To identify the spliceosome complex footprint that best predicts splicing outcome, we examined the relationship between unfolding energy and splicing outcome for 20 synonymous or intronic mutations in exon 10 and intron 10 (Figure 3—figure supplement 1A). These mutations are more likely to affect splicing (Supek et al., 2014; Lin et al., 2019) and structure (Sharma et al., 2019; Lin et al., 2016) than mutations that alter the protein sequence. The distribution of ΔG of unfolding of the 5’ splice site in the presence of these mutations was correlated with exon 10 PSI (Figure 3—figure supplement 1B). We then calculated the ΔG of unfolding of the RNA for regions overlapping the 5’ splice site that correspond to the footprints of each of the four spliceosome intermediates. Features of the unfolding ΔG distribution, including mean and SD, were then used in a β-regression to predict exon 10 PSI (Materials and methods; Equation 2). Unfolding larger regions around the 5’ splice site improved the predictive power of the model, and the Bact complex footprint yielded the best prediction accuracy (R2=0.89; Figure 3B). Crucially, we found that using features of the distribution of unfolding ΔG in the structural ensemble produced greater predictive power than simply using the unfolding ΔG of a single minimum free energy structure, supporting the importance of RNA ensemble behavior to splicing outcome (Figure 3—figure supplement 1C). We performed bootstrapping cross-validation and confirmed that unfolding the RNA within the Bact spliceosome complex yielded the best prediction (Figure 3C). Synonymous mutations that alter exon 10 inclusion lie a mean distance of 54 nucleotides from the exon-intron junction, whereas those in the intron are a mean of 14 nucleotides from the junction. The variation in bootstrapped correlation coefficients decreased as a larger region around the exon-intron junction was unfolded, suggesting that the synonymous mutations affect distal structures.
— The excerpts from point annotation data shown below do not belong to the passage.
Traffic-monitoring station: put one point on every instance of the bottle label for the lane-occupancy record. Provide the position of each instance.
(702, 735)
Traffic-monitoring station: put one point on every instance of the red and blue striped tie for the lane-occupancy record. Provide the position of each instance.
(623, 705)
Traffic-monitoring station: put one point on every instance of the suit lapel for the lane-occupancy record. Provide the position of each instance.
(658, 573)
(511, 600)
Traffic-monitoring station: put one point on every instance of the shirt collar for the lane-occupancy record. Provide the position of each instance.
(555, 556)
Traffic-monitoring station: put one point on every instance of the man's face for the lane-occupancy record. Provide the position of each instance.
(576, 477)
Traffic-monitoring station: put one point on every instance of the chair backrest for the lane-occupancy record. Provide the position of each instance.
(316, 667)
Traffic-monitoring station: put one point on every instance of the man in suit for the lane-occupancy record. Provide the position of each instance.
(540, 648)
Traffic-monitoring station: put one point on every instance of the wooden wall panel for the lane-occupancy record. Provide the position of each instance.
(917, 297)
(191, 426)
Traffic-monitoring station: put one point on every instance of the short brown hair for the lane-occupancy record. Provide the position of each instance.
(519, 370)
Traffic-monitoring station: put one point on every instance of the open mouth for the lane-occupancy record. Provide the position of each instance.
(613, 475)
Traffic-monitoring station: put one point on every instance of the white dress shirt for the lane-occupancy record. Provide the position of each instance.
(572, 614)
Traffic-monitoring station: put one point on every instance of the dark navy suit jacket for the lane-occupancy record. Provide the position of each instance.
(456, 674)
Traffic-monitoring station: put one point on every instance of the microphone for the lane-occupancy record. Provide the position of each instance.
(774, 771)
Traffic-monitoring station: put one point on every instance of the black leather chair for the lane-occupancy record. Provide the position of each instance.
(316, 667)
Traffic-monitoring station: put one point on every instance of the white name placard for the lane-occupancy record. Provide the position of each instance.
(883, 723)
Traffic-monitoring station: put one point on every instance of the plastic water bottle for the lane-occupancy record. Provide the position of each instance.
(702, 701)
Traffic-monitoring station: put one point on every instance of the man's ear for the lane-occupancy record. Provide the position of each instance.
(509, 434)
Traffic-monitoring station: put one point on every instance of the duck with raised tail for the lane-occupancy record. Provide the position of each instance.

We then tested the structural ensemble-based model on an additional 24 non-synonymous and compensatory mutations found in exon 10 and intron 10. Compensatory mutations are double mutations that were designed to rescue changes in exon 10 splicing caused by a single mutation (Grover et al., 1999). Although the model performed well for compensatory mutations (median bootstrapped R2=0.76), it yielded significantly less accurate predictions for non-synonymous mutations (median bootstrapped R2=−0.21) (Figure 3—figure supplement 1D, E). One clear limitation of this structure-only model is that it does not account for the effects of mutations on potential splicing regulatory elements (SREs) in the sequence, which are also known to control alternative splicing (Wang and Burge, 2008).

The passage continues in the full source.